September 14, 2008

Only NASA Would Create a Zero Fault Tolerant Email System

NASA NOMAD: Email Services Being Stopped at Johnson Space Center (JSC)

"Email, Calendaring, and Outlook Web Access (OWA) services will be stopped today in preparation for hurricane IKE for all customers located on the JSC servers. Customers located primarily at the following centers will be not be able to send or receive email messages.

1. Glenn Research Center (GRC)
2. White Sands Test Facility (WSTF)
3. Johnson Space Center (JSC)
4. NASA Shared Services Center (NSSC)
5. Dryden Flight Research Center (DFRC)

If you attempt to send messages to impacted customers, located primarily at the above Centers, your message will not be delivered until the email services are restarted."

Editor's note: I had to re-read this message several times to make sure that I understood the sheer idiocy it contains. Whoever designed this IT infrastructure for NASA should be fired. A month ago a power outage at Redstone Arsenal caused a NOMAD shut down. I thought that was a dumb IT set up. Well, now we learn that some genius decided to make the NASA NOMAD email system zero fault tolerant for natural disasters - and place email serves in a hurricane prone location - with no back up.

Here is how it seems to work: a hurricane threatens JSC - so NASA shuts off email and other services to a large chunk of the agency. Why? Because NASA deliberately set the system up such that other NASA centers - some of which are thousands of miles away and poised to offer assistance and keep the rest of the agency operating - have their email and other services routed out of JSC - and only JSC (or so it would seem). A few critical users have some service, but everyone else is out of luck for at least 48 hours. Would any self-respecting, profitable, commercial communications company do something as silly as this?

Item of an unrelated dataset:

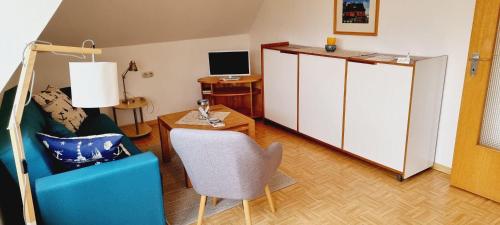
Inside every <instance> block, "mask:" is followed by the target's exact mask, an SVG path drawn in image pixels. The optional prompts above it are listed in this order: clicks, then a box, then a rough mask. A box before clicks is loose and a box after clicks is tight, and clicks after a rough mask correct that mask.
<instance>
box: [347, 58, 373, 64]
mask: <svg viewBox="0 0 500 225" xmlns="http://www.w3.org/2000/svg"><path fill="white" fill-rule="evenodd" d="M348 61H349V62H355V63H363V64H370V65H377V64H378V63H377V62H373V61H368V60H363V59H355V58H349V59H348Z"/></svg>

No. They'd never stay in business. Only NASA would come up with such a flawed and stupid plan.

It looks like NASA learned nothing from either Katrina or 9-11.

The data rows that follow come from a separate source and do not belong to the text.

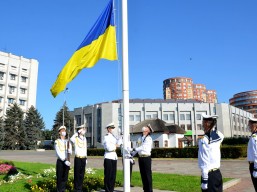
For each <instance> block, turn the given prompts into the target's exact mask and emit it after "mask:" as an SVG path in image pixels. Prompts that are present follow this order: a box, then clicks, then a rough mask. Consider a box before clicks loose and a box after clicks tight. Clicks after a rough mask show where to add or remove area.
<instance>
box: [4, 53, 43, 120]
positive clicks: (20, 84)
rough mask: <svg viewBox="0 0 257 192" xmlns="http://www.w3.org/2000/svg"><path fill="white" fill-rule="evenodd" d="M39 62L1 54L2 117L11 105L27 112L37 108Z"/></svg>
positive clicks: (21, 57)
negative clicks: (37, 78) (33, 108)
mask: <svg viewBox="0 0 257 192" xmlns="http://www.w3.org/2000/svg"><path fill="white" fill-rule="evenodd" d="M37 77H38V61H37V60H35V59H26V58H24V57H22V56H16V55H13V54H11V53H5V52H0V116H3V115H4V114H5V112H6V109H7V108H8V107H9V106H10V104H13V103H17V104H18V105H19V106H20V108H21V109H22V110H23V111H24V112H25V111H27V109H28V108H30V107H31V106H32V105H33V106H34V107H36V93H37Z"/></svg>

Posted by kcowing at September 14, 2008 11:48 PM
Comments

You are right Keith, NASA has learned nothing. Admiral Gehman said it best in the CAIB Report, "NASA is not a learning organization". We are doomed to repeat our failures.

Posted by: Deja Vu at September 12, 2008 8:14 PM

"Only NASA would come up with such a flawed and stupid plan."
-----------------------------------------------------------

Touché. This statement could be applied to so many of NASA's programs/policies today.

Posted by: JM at September 12, 2008 8:31 PM

The really dumb thing is that the agency insists on putting critical IT infrastructure in a hurricane prone area in the first place. This stuff should be located far inland. Someplace like GRC. Instead it goes to Houston, or the Shared Services Center.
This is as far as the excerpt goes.